UFAyzUyzA4htkgcvb+ZYa5Y7drX+OaJXHbZgYqawxH/OdY4mQ2bpLfExYCUJciL3
dmO5Qafrc6syYW0sk4pb/vdr/dbjmLK9IJjxZIHuv7NRqvLjnRq0C8RX+FYv3lGm
RgLLfnEKDm/gQvHWmb0rseBaWn3Ww7oXPnU5qQN/Cv4=
-----END EC PRIVATE KEY-----

Docker >= 17.12, notary master, and notary 0.6.0 can read the keys in this format, however, so they are backwards compatible with previous versions, just not forwards compatible.

Could that be the issue? If so, many apologies for the confusion - I've tried to document it here. https://github.com/theupdateframework/notary/pull/1311.

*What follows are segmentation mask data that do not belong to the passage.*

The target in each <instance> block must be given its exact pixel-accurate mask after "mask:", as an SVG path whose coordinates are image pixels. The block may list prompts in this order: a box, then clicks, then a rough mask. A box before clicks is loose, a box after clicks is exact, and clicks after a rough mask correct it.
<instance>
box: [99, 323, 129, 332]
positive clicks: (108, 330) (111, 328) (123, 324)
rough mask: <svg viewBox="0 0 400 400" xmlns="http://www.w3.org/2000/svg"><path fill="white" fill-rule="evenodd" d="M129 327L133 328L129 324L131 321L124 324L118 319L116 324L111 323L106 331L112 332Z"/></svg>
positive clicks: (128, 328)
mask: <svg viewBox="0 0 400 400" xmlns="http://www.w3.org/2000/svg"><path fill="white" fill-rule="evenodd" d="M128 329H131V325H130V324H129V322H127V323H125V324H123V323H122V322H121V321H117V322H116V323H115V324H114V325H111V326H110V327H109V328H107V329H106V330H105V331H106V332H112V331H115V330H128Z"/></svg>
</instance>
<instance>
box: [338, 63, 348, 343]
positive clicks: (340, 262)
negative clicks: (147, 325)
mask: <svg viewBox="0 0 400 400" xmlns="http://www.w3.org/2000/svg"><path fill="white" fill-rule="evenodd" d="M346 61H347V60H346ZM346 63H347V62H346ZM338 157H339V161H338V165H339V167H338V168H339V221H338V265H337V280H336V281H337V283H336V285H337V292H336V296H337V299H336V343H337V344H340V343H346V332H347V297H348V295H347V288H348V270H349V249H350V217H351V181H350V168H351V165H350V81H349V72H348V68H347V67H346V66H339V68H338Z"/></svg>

ankitsrao commented 3 years ago

Hi Team,

I'm maybe facing a simliar kind of issue.

Below are the steps I performed to sigh my image:

a) Generated signing keys, using below command: docker trust key generate demo-key

b) Allowed the public key to sign images docker trust signer add --key demo-key.pub demo-key <docker-repository/image>

c) Sign the image, using: docker trust sign <docker-repository/image:tag> When doing so, I receive the below error: image

Note : I can see the signers and keys added using the docker trust inspect command.

Please do let me know, if I'm missing anything.

Thanks.

Monishguru commented 3 years ago

@ankitsrao Can you please let me know how you fixed this?